In today’s column, a federal judge ordered Jones Day to hand over associate pay data to the six women lawyers suing it for gender bias; some Georgia courthouses are shutting down again after judges and employees tested positive for Covid-19; Pennsylvania and Kentucky are the latest jurisdictions to replace in-person bar exams with online tests because of the pandemic; despite Hong Kong’s political unrest, it was still Asia’s top lateral market last year; a former Big Law associate’s Turbo Tax-like tool is helping young immigrants with filings needed to avoid deportation; Cleary advised Sony on a $250 million investment into Epic Games.

  • Leading off, Dentons, the world’s biggest law firm by headcount, said it is postponing the launch of its new office in Dublin by four months, to September, because of the impact of the Covid-19 pandemic, according to reports. Announcing the office in January, the firm said it would target clients in the city’s aircraft leasing, financial services, and technology businesses. (GlobalLegalPost.com) (The Lawyer)

  • U.K. firm Fieldfisher is gradually raising its in-person work capacity to 25% in its London office, which it has kept open in a limited capacity during the pandemic. (The Lawyer)

  • Another U.K. firm, Watson Farley & Williams, said it plans to lay off some personal assistants whose jobs have been made redundant by remote work. Katten Muchin Rosenman said last week that its new Covid-inspired workflow had eliminated need for certain administrative staff positions. (The Lawyer)

  • As U.S. Covid-19 cases hit almost daily records, some Georgia courthouses that had begun restarting court operations are closing again because employees and judges tested positive for the virus. (Daily Report)

  • “It was like nothing I’ve ever experienced and hope to never experience again,” said the top lawyer for a New York hospital and health care system operator, commenting about her work during the pandemic. (Corporate Counsel)

  • Law firms planning to reopen their offices should carefully consider the predicament of associates who are parents of small children, a report says. (American Lawyer)

  • Digital signature company DocuSign Inc. acquired online notarization specialist Liveoak Technologies this week in a $38 million deal. The acquisition comes as more people look to do notarized transactions remotely because of Covid-19. (Bloomberg News)

  • The pandemic has spurred lawyers to finally try legal tech tools like Docusign, as well videoconferencing,and cloud computing remote working tools, writes a lawyer at a practice management software company. (Above the Law)

Lawyers, Law Firms

  • Despite Hong Kong’s political unrest it remained Asia’s biggest market for legal recruitment, a report says. (The Lawyer)
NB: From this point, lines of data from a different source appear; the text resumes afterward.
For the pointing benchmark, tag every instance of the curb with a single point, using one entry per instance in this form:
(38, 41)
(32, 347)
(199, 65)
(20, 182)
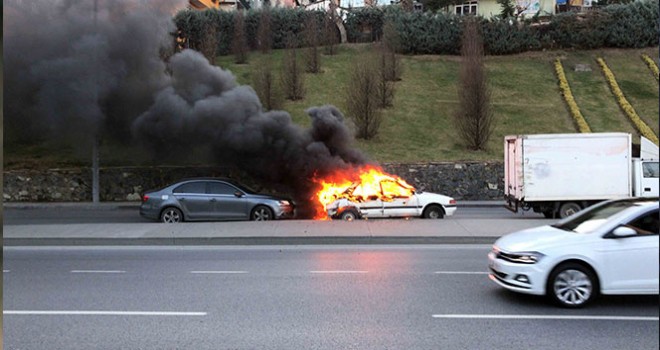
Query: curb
(254, 241)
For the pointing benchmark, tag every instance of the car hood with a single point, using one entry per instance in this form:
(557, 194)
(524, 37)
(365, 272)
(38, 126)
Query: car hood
(535, 239)
(428, 197)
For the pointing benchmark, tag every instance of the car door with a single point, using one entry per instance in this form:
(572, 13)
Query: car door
(632, 263)
(398, 201)
(228, 202)
(193, 200)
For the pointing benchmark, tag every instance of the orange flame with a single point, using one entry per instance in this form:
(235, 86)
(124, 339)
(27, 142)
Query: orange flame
(358, 185)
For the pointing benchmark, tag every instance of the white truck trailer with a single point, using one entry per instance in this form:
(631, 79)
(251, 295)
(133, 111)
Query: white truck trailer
(560, 174)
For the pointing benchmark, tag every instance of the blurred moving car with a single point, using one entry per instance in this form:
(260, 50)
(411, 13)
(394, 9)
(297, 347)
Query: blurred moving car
(212, 199)
(609, 248)
(393, 199)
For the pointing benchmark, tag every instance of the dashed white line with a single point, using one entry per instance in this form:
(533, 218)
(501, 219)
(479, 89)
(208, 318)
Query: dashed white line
(339, 271)
(99, 313)
(97, 271)
(218, 272)
(550, 317)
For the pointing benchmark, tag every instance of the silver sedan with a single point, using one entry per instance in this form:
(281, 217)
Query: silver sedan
(205, 199)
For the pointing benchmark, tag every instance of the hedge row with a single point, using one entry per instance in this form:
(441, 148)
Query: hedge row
(631, 25)
(580, 122)
(640, 125)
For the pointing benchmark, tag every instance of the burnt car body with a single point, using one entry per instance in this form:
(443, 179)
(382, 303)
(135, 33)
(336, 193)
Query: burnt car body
(207, 199)
(390, 203)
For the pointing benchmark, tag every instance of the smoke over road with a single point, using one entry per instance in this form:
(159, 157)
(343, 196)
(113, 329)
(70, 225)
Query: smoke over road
(70, 74)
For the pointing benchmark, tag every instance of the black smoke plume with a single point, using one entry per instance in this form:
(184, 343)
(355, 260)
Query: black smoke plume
(71, 73)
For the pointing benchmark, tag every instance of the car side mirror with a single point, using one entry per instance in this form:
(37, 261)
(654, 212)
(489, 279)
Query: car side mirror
(621, 232)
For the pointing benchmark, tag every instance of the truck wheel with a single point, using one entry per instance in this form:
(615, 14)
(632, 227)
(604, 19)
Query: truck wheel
(349, 215)
(568, 209)
(434, 212)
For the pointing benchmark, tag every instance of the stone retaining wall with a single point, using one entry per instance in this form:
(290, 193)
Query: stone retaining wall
(463, 181)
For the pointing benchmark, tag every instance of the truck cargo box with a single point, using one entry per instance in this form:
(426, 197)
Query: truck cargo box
(561, 167)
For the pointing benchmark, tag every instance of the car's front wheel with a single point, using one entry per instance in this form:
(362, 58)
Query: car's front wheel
(171, 215)
(261, 213)
(434, 212)
(572, 285)
(349, 215)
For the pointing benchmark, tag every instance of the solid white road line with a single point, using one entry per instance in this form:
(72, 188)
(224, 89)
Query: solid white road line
(99, 313)
(218, 272)
(552, 317)
(339, 271)
(97, 271)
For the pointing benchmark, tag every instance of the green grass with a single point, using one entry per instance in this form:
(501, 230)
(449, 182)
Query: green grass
(418, 128)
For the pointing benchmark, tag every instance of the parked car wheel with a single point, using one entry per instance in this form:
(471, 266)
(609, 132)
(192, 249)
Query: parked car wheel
(434, 212)
(349, 215)
(171, 215)
(261, 213)
(568, 209)
(572, 285)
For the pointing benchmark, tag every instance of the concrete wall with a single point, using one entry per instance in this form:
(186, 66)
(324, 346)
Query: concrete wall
(463, 181)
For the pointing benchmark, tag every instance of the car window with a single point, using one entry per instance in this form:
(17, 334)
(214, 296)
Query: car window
(651, 169)
(592, 218)
(647, 224)
(393, 189)
(220, 188)
(191, 187)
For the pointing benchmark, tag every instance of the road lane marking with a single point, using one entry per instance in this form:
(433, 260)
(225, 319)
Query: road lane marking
(552, 317)
(218, 272)
(99, 313)
(339, 271)
(97, 271)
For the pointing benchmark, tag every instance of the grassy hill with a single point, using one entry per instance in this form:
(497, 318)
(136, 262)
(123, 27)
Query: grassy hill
(525, 98)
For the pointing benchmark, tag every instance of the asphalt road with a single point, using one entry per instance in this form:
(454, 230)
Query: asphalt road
(90, 215)
(293, 297)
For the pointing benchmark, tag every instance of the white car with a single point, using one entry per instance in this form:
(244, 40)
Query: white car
(389, 203)
(610, 248)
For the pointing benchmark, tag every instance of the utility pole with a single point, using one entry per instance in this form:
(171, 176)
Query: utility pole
(95, 142)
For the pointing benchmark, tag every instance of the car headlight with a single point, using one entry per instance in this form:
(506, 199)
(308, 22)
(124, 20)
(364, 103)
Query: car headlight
(521, 258)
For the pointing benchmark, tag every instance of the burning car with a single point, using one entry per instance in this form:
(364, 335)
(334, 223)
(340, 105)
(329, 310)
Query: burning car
(380, 195)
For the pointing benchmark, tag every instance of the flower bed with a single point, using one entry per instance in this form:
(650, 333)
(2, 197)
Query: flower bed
(581, 123)
(642, 127)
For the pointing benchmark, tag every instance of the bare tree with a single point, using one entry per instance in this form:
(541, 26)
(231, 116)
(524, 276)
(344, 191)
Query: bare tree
(312, 40)
(266, 86)
(390, 43)
(239, 43)
(362, 103)
(474, 119)
(208, 45)
(330, 32)
(385, 84)
(264, 32)
(292, 76)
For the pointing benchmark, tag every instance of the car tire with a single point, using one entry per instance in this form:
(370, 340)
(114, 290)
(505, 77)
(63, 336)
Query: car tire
(349, 215)
(572, 285)
(261, 213)
(171, 215)
(433, 212)
(568, 209)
  • Jones Day must provide six female lawyers suing the firm for gender bias with salary data for all associates who worked in any of its U.S. offices between 2012 and 2018, a Washington federal court ruled yesterday. (BLAW)
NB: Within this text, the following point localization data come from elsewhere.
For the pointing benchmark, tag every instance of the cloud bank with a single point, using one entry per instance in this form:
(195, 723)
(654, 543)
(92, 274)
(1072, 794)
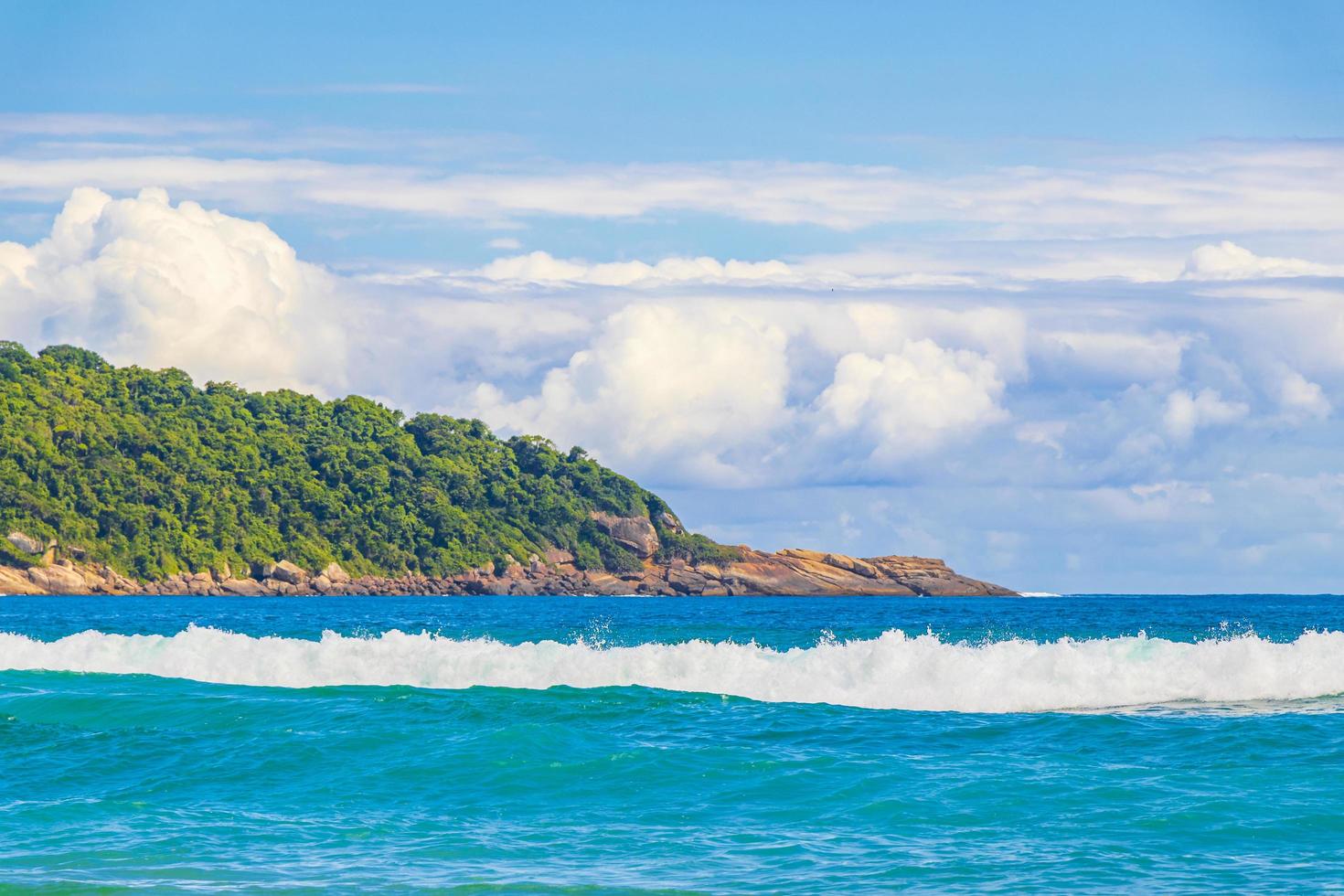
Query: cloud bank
(905, 411)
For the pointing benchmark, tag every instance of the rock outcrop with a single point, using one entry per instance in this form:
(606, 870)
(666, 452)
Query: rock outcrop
(752, 572)
(26, 543)
(632, 532)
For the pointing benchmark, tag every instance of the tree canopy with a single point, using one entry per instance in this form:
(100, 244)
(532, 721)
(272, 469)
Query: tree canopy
(155, 475)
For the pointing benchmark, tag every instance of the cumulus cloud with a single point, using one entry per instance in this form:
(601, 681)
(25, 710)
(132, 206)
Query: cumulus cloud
(148, 283)
(661, 386)
(1229, 261)
(1115, 355)
(910, 402)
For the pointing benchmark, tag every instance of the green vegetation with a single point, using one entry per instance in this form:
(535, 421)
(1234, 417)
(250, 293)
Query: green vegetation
(155, 475)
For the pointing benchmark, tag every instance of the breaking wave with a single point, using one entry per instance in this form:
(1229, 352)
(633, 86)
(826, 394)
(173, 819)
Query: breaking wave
(892, 670)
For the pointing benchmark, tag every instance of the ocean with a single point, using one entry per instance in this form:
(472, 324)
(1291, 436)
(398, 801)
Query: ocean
(631, 744)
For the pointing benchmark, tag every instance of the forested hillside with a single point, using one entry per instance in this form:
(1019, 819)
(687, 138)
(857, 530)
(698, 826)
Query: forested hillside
(155, 475)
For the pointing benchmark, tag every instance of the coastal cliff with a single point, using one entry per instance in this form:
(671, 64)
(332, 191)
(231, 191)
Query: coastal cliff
(754, 572)
(133, 481)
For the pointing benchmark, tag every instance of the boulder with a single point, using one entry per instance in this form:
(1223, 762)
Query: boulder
(632, 532)
(335, 574)
(58, 581)
(669, 521)
(16, 581)
(557, 557)
(288, 572)
(26, 543)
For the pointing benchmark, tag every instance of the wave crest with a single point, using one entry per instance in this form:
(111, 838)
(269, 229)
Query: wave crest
(892, 670)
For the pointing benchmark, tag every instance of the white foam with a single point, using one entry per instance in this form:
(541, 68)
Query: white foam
(892, 670)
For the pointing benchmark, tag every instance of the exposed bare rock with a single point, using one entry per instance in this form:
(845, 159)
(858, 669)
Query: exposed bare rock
(634, 532)
(17, 581)
(26, 543)
(555, 557)
(754, 572)
(58, 581)
(288, 572)
(336, 574)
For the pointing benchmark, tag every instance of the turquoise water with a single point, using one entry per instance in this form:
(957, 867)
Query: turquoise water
(674, 744)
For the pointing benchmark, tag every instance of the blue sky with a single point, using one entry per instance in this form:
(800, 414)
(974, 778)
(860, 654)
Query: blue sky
(1052, 291)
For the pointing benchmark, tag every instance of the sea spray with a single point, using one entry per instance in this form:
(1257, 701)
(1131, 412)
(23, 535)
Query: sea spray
(892, 670)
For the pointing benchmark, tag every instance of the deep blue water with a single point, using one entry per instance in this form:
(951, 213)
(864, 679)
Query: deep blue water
(1100, 743)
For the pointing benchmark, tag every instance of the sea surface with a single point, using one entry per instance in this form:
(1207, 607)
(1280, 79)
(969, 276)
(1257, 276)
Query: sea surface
(624, 744)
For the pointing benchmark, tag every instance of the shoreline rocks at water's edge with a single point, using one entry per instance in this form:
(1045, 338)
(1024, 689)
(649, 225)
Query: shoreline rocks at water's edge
(785, 572)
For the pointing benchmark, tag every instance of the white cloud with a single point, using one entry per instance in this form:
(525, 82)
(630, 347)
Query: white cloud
(909, 402)
(1117, 355)
(1187, 412)
(1214, 188)
(1229, 261)
(661, 386)
(1301, 398)
(146, 283)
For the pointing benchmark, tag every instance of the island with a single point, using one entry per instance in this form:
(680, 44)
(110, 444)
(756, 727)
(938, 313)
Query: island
(136, 481)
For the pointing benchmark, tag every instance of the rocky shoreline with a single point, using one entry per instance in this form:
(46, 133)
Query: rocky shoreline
(754, 572)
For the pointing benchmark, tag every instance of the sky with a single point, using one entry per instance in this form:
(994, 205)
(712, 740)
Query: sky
(1051, 291)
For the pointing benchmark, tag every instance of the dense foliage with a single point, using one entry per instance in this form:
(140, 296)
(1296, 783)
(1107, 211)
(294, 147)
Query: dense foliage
(155, 475)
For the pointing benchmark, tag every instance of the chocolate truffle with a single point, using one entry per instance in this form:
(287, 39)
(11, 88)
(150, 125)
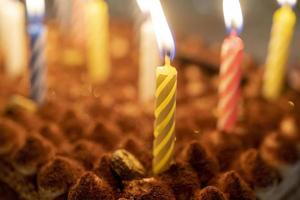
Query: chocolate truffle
(11, 136)
(106, 134)
(36, 151)
(90, 187)
(182, 180)
(53, 133)
(278, 151)
(209, 193)
(126, 165)
(289, 129)
(26, 119)
(74, 125)
(205, 165)
(147, 189)
(51, 110)
(256, 171)
(87, 153)
(234, 187)
(225, 146)
(139, 150)
(104, 171)
(55, 178)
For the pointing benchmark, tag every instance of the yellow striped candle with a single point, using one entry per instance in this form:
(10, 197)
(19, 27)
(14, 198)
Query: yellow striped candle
(98, 59)
(282, 32)
(164, 132)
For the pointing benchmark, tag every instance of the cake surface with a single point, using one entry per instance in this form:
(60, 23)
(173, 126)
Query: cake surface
(94, 141)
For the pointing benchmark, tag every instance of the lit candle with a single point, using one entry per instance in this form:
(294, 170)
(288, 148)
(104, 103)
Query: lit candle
(149, 55)
(165, 95)
(230, 70)
(284, 21)
(36, 30)
(13, 40)
(98, 58)
(77, 22)
(63, 14)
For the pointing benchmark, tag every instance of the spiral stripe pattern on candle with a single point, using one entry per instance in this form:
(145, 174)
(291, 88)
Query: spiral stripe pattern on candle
(164, 132)
(77, 21)
(37, 68)
(230, 77)
(282, 33)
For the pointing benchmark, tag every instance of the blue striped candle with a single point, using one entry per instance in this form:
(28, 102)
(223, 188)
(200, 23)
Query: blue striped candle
(37, 64)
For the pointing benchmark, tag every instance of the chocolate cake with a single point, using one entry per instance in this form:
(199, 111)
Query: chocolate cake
(94, 141)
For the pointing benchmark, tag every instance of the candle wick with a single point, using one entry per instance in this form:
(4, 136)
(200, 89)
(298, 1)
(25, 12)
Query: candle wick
(233, 32)
(167, 60)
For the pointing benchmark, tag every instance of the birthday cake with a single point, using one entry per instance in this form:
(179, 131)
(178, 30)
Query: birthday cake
(89, 141)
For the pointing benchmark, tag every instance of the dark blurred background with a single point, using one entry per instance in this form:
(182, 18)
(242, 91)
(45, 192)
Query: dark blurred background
(205, 18)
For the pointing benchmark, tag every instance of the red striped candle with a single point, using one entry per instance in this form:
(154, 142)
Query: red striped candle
(230, 77)
(230, 70)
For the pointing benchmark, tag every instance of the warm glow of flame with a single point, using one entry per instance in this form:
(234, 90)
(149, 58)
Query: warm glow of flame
(233, 14)
(163, 33)
(144, 5)
(287, 2)
(35, 7)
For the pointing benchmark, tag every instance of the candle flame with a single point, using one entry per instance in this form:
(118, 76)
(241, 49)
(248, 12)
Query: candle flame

  • Perkins Coie said it will donate $2.5 million over the next five years and expand its pro bono efforts and other actions aimed at promoting racial equality and justice. (PerkinsCoie.com)
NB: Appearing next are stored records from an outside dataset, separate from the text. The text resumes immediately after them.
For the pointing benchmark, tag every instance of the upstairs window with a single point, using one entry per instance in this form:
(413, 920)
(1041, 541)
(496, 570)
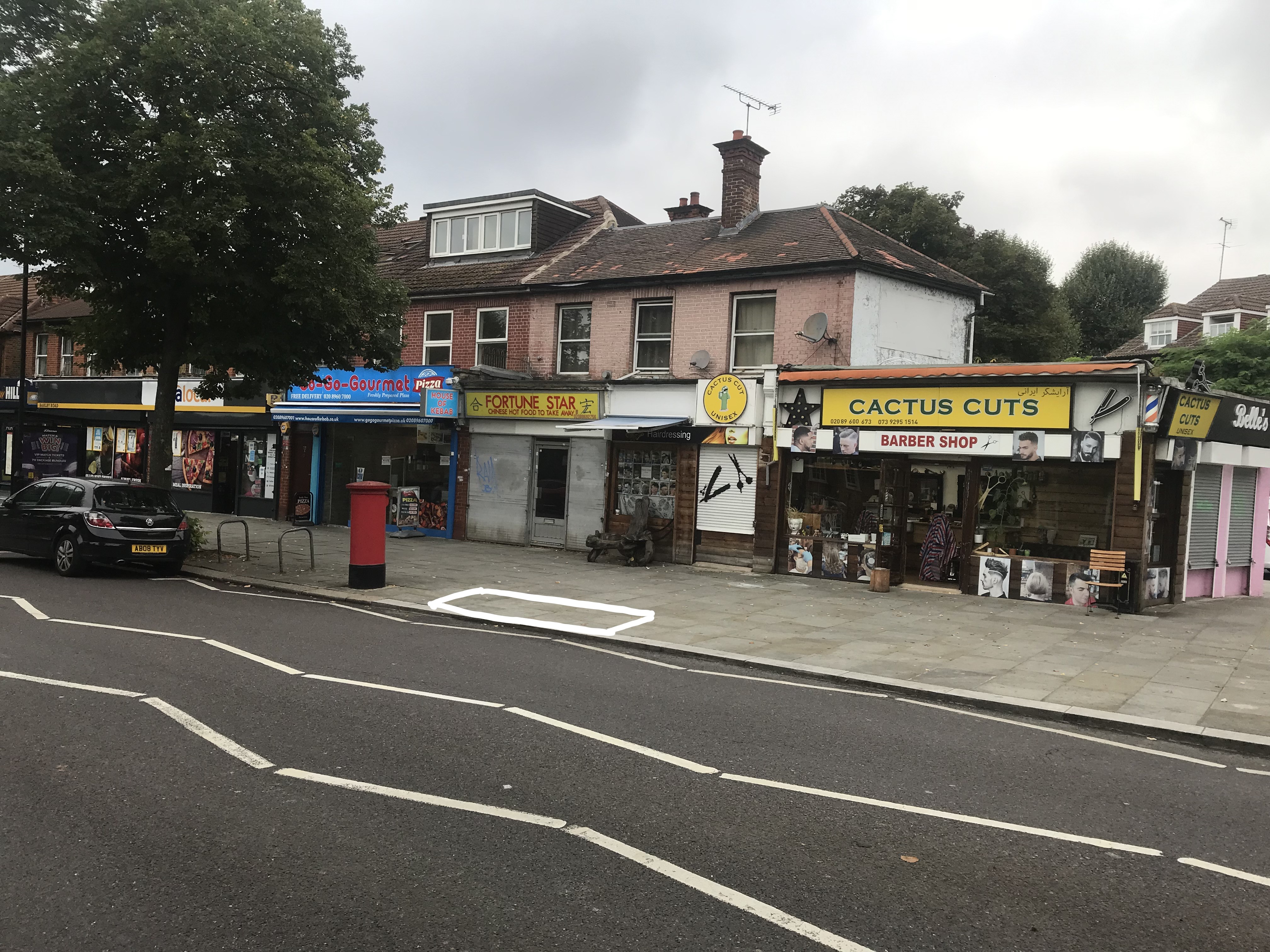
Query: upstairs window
(1220, 324)
(1161, 333)
(492, 337)
(438, 337)
(653, 337)
(489, 231)
(753, 332)
(575, 348)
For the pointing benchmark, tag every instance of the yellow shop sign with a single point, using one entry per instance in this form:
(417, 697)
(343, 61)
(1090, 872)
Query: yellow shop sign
(548, 405)
(1008, 408)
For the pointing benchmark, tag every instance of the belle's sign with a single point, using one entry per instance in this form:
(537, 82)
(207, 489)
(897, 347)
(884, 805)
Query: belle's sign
(1006, 408)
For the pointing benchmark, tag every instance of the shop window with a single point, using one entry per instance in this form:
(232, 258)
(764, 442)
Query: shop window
(438, 337)
(575, 348)
(753, 332)
(492, 338)
(653, 337)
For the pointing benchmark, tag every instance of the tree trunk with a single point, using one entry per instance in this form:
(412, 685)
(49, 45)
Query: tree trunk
(159, 460)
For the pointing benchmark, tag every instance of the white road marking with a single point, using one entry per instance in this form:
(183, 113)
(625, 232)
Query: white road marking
(121, 627)
(276, 666)
(208, 734)
(406, 691)
(1066, 734)
(945, 815)
(641, 615)
(70, 685)
(716, 890)
(27, 607)
(792, 683)
(1227, 870)
(366, 611)
(502, 813)
(634, 658)
(615, 742)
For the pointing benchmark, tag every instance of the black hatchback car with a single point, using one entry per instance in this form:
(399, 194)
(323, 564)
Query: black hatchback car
(77, 522)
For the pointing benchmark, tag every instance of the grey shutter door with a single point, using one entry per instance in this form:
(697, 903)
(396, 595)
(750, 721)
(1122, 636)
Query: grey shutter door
(1244, 497)
(498, 489)
(733, 508)
(588, 478)
(1206, 503)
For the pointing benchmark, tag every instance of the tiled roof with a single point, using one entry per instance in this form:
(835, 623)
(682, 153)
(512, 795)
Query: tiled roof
(780, 239)
(971, 370)
(1255, 289)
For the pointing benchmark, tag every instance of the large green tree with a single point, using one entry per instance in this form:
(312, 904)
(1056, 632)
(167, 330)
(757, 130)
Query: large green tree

  • A former Big Law attorney who co-founded a Turbo Tax-like solution to help consumers file for bankruptcy is now using legal tech to help young immigrants called “Dreamers” with filings to avoid deportation. (Legaltech News)

  • Cleary Gottlieb said it is advising Sony Corporation on its agreement to invest $250 million to acquire a minority interest in Epic Games, Inc. (Bloomberg News)

  • Cooley said it advised corporate directory startup Rimeto on its acquisition by workplace collaboration platform Slack. (Tech Crunch)

  • Latin America has made some progress fighting corruption, but corruption risk is still rising in the region, according to Miller & Chevalier’s survey of 1,000 executives and compliance professionals. (MillerChevalier.com)

  • Michael Cohen, President Trump’s former personal lawyer, is back in jail after violating the terms of his coronavirus home confinement. (Bloomberg News)

  • Former top Manhattan federal prosecutor Geoffrey S. Berman testified to a House committee about the details that led up to his firing by Trump. (New York Times)

Laterals, Moves

  • Polsinelli expanded its employee stock ownership plan practice by poaching two Chicago-based Holland & Knight partners, Gregory Brown and Christopher Buch, who join as shareholders. (Polsinelli.com)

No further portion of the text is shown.